- Old Potions, New Bottles: Recasting Indigenous Medicine in Colonial Punjab, 1850-1945
Old Potions, New Bottles shows how indigenous medical practice in north India became polarized during the late colonial period into three separate systems, each of which claimed an antique heritage and was associated with a particular language tradition and religion. Ayurveda came to be seen as a system rooted in Sanskrit and Hindi and was practiced and used by Hindus. Yunani Tibb was depicted as an Arabic system, associated with the Urdu language and Islam. Punjabi Baidak claimed itself to be a distinctively Punjabi system, rooted in Sikh culture and religion. In the process, each tried to associate itself with particular nationalisms—Indian, Pakistani, and Punjabi Sikh. Although the nationalist leaders themselves were not always enthusiastic in their response—as they generally believed in the superiority of biomedicine—these systems gained some recognition after independence in 1947, with government-regulated colleges, degrees, and systems of registration.

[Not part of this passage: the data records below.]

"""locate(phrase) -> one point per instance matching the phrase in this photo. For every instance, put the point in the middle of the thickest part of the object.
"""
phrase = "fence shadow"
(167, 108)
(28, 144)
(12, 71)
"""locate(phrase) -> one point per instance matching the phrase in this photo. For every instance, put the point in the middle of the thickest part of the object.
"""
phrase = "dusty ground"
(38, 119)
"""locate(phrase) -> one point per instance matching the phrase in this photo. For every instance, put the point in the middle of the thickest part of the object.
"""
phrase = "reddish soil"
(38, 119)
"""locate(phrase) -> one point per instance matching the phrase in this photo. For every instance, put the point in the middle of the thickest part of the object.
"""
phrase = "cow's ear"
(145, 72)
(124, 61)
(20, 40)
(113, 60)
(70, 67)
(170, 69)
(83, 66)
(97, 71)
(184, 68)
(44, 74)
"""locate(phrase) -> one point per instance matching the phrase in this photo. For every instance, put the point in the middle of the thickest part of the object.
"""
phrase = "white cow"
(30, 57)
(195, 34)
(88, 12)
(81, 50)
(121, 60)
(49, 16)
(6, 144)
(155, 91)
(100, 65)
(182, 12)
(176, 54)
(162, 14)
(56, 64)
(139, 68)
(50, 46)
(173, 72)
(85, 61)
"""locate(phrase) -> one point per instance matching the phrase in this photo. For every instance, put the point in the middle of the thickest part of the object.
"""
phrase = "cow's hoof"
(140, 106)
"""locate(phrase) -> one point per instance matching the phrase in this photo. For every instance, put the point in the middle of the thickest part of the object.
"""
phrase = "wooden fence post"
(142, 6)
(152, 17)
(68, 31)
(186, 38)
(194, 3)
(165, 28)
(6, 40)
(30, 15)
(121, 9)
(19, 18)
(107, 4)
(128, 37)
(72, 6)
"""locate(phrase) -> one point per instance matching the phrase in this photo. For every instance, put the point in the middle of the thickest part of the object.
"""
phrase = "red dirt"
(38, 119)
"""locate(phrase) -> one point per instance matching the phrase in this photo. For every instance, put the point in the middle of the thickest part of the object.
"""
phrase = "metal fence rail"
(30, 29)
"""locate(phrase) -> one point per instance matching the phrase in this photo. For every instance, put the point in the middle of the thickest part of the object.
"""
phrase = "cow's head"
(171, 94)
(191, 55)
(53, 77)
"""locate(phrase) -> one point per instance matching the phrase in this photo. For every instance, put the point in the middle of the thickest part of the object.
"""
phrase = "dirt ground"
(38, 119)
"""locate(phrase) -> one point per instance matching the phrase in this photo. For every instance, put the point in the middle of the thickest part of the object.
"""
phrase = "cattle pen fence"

Like many of the "invented traditions" of modern India, the process began under colonial rule in the early nineteenth century, when the British patronized indigenous practitioners and helped identify and publish their classic texts in a scholarly way. This backing was withdrawn in the latter part of that century, as non-biomedical systems became seen increasingly as prescientific and not deserving of support by modern governments. Patronage was then taken over in many cases by religious organizations: Hindu, Muslim, or Sikh. Sivaramakrishnan traces these growing divides through a detailed reading of popular Punjabi medical journals stretching from the 1880s to the 1940s. She shows how these systems of medicine were reformed through contact with biomedicine, emphasizing, for example, the need for hygiene and sanitation, while arguing that in the past their systems had in fact placed great emphasis on such principles. In this, they claimed that their medicine was just as scientific as biomedicine, but it was rooted in an alternative indigenous form of scientific rationality. The project to create an accepted canon of indigenous medical texts proved controversial; however, by the 1940s a series of compromises brought a general acceptance of an Ayurvedic canon, which put Ayurvedic practitioners in a position to lobby stridently for state support for their system of medicine in postindependence India.
As a whole, the book is strongest in tracing the evolution of the new Ayurvedic system, while Yunani Tibb, which is today, for better or worse, associated with Muslims and Islam, is not treated as richly. As a book about the interface between medicine and politics, the relationship between indigenous medicinal systems and nationalist politics could also have been explored in greater depth. Although a little is said about Congress politicians, the Muslim League—the party of Islamic nationalism—is almost entirely missing from the discussion. The book stops abruptly at independence in 1947, and the reader is left wondering how the newly independent nation states of India and Pakistan, which divided the Punjab between them, patronized or failed to patronize the indigenous systems. This [End Page 464] would be a worthwhile topic for further study. Nonetheless, there is much in the book that is of great value in tracing the history of these emerging and competing medical traditions. Although it is not always an easy read, being written in a rather opaque style that would have benefited from some editing, it is hoped that this will not deter readers from what is an excellent case study of indigenous medicine in early twentieth-century India that is informed by a close and extensive reading of some rich and original sources.